Dendrimer/DNA complexes encapsulated functional biodegradable polymer for substrate-mediated gene delivery.

BACKGROUND

To overcome the extracellular barriers in gene delivery and direct gene delivery to target tissues, substrate-mediated transfection, which sustains the release of naked DNA or vector/DNA complexes, and also supports cell growth, has been developed.

METHODS

In the present study, polyamidoamine (PAMAM) dendrimer/DNA complexes encapsulated functional biodegradable polymer films for substrate-mediated gene delivery were prepared. To maintain the activity of DNA during dehydration, the dendrimer/DNA complexes were encapsulated in a water soluble polymer, poly alpha,beta-[N-(2-hydroxyethyl)-(L)-aspartamide], and then deposited on or sandwiched in functional polymer films with a fast degradation rate to mediate gene transfection. The in vitro gene transfections of pGL3-Luc and pEGFP-C1 plasmids in HEK293 cells mediated by different films were studied. For comparison, the transfection mediated by the film fabricated by conventional linear poly((DL)-lactide) was also investigated.

RESULTS

The expression of pGL3-Luc and pEGFP-C1 plasmids could effectively be mediated by the PAMAM/DNA complexes deposited or sandwiched polymer films, with transfection efficiencies comparable to that of solution-based transfections.
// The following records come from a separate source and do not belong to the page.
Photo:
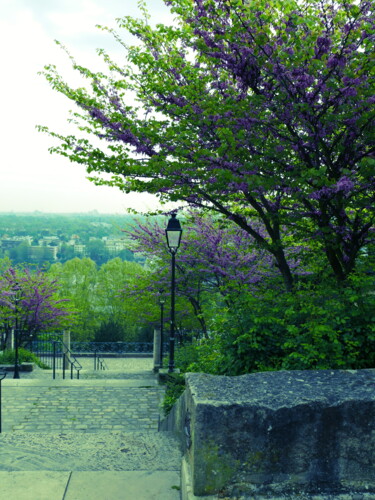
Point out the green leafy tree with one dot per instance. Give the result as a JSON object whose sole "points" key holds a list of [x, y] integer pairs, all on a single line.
{"points": [[78, 282], [262, 111]]}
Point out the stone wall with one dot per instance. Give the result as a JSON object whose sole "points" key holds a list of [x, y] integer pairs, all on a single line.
{"points": [[279, 433]]}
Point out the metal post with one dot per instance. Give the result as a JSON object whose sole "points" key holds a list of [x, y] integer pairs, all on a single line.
{"points": [[161, 332], [2, 376], [54, 359], [172, 329], [16, 366]]}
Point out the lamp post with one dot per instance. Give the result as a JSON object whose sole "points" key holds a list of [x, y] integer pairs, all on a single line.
{"points": [[173, 234], [16, 300], [3, 374], [161, 302]]}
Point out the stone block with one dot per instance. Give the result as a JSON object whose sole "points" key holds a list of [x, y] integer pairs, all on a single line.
{"points": [[279, 433]]}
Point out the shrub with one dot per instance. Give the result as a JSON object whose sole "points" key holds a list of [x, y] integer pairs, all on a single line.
{"points": [[24, 356]]}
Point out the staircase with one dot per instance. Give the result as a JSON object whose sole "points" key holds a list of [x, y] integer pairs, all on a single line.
{"points": [[87, 439]]}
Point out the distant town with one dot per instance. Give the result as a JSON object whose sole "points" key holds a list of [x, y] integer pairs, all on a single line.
{"points": [[48, 238]]}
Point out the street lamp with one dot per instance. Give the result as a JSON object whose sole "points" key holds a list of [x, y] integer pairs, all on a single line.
{"points": [[173, 234], [17, 289], [161, 302]]}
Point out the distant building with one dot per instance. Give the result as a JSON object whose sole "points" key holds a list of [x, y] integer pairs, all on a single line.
{"points": [[13, 242], [115, 245], [42, 252]]}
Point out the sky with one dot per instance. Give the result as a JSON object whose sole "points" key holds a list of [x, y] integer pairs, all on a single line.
{"points": [[31, 179]]}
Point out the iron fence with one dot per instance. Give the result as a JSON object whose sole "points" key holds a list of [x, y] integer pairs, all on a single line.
{"points": [[111, 347], [57, 356]]}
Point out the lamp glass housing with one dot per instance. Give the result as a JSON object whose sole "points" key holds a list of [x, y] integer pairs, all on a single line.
{"points": [[173, 233]]}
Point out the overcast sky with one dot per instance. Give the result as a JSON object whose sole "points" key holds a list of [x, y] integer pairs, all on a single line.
{"points": [[30, 177]]}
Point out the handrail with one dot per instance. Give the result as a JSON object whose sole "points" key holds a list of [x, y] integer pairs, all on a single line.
{"points": [[68, 357], [99, 363]]}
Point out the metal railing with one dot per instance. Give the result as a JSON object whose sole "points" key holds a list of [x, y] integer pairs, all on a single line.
{"points": [[99, 362], [105, 348], [57, 356]]}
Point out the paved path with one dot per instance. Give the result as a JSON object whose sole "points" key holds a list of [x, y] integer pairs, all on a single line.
{"points": [[88, 439]]}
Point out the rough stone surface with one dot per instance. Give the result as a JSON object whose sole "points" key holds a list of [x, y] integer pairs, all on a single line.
{"points": [[90, 439], [279, 433]]}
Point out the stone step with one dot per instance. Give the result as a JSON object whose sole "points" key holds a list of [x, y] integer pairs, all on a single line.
{"points": [[98, 485], [112, 451]]}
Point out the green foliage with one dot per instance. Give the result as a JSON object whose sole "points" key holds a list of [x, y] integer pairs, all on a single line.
{"points": [[317, 326], [24, 356], [109, 331], [175, 387]]}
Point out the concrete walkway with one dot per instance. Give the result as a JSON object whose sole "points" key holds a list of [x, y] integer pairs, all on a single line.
{"points": [[88, 439]]}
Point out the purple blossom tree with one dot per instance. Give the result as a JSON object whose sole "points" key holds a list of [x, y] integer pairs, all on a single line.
{"points": [[28, 301], [217, 262], [260, 111]]}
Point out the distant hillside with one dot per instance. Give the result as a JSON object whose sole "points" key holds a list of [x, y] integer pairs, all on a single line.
{"points": [[41, 238]]}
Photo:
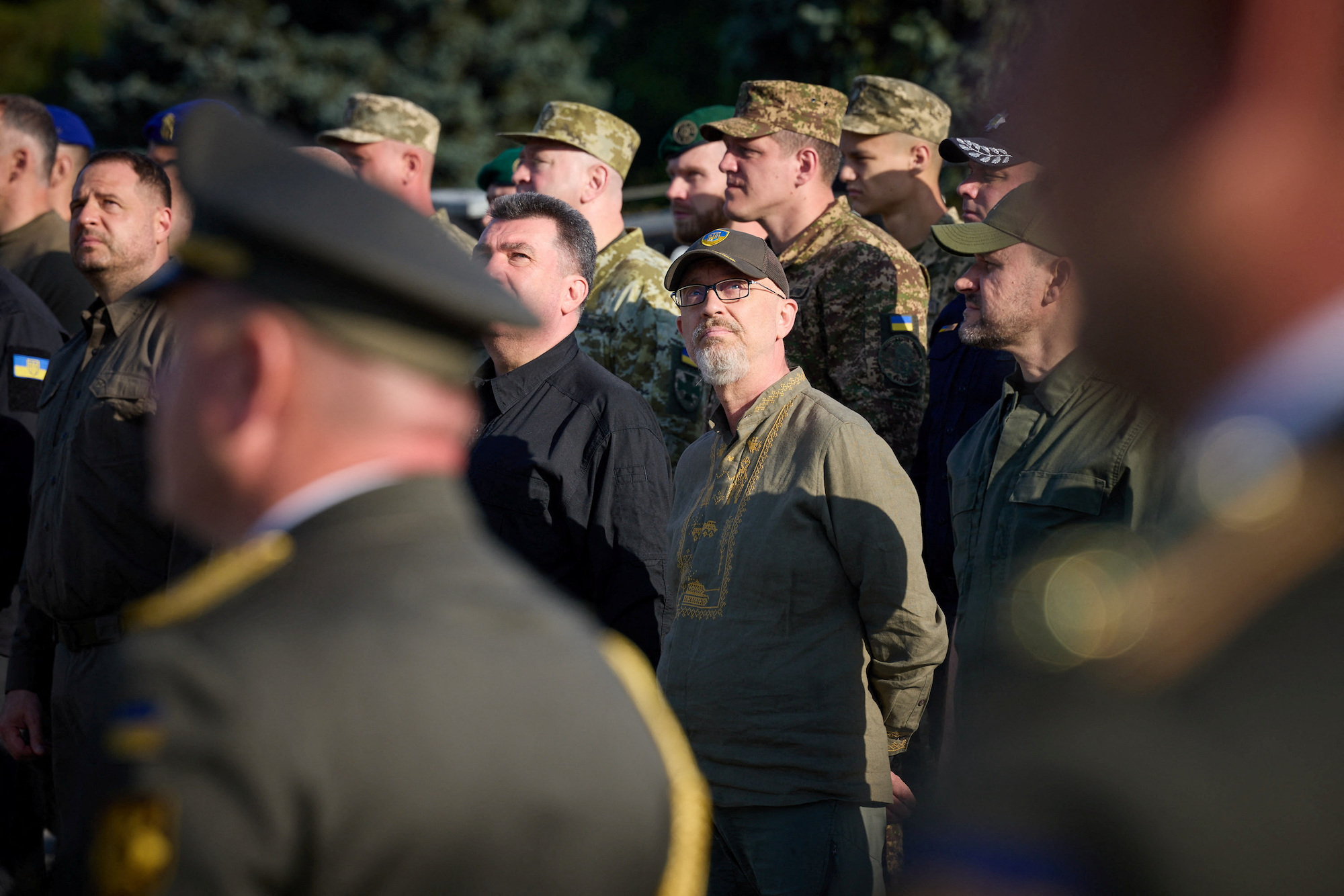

The cells on the functionalized star poly((DL)-lactide) film exhibited much higher gene expression compared to the cells on the conventional linear poly((DL)-lactide) film because the fast degradation rate of star poly((DL)-lactide) facilitated the access of PAMAM/DNA complexes for the cells seeded on the film. In addition, the films did not exhibit any additional cytotoxicity to the cells during the degradation and transfection.

CONCLUSIONS

The fast degrading functional polymer has great potential for localized transfection.